The writer is called to witness the diaspora, to view it objectively and channel difficult stories and the potential for hope and redemption. Harvey takes this responsibility seriously.

Her compassionate engineer/police officer with a bleeding heart, Christos, his name no mistake, explains his view of the situation:

"You know papers exaggerate," he said. "Not every policeman is a member of Golden Dawn, nor do we look the other way when someone is beating up a foreigner." He'd jailed three young Greek racists just a few days ago, kids who could easily be his own, for beating an elderly gypsy woman."

It is the young who resist, whether it is confronting social norms in positive and negative ways, and the young who set out to start over, even though that investment in hope has diminishing returns in an over-crowded world.

"Kids were committing such disgraceful acts there days, carving a swastika on a young Pakistani boy's face, setting fire to Chinese owned One euro stores, kicking Roma children who begged on the street. Such senseless violence would once have brought so much shame on a family…"

Remembering Penelope's weaving, it is a challenge to bring the threads together and weave a happy ending. Somehow Penelope managed to will her heroic husband home. Harvey's tapestry has many aspects, woven by tragedy, but also illuminated by the gold threads of redemption shining in decent responses to need.

She keeps it together and the book, despite its insistent polemic under painting, tells an engaging story, adhering as much as she can in a narrative with so much necessary exposition, "show don't tell." There is so much to tell, and because this is a novel and not an editorial, actions speak.

Now that Charlie Hebdo has projected the notion that Aylan Kurdi, the drowned child who inspired so many to action, might have grown into a robber and rapist, it is even more urgent that voices like Harvey's are heeded.

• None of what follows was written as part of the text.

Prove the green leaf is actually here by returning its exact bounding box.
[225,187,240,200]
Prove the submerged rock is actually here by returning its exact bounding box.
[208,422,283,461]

Her novel is about all of us, how we go with or against our better natures in responding to the calls for help that are coming from everywhere, from refugees, from our streets and prisons, our urban ghettos and restless suburbs. How we resolve it may determine whether or not the human race survives, because, as President Obama reiterated in his last State of the Union address, Ubuntu, together, accommodating one another's strengths and weaknesses, we are strong, and will, all of us together, hope to "find safe passage and a welcoming world at journey's end," the portal that welcomes us into the world and sees us out.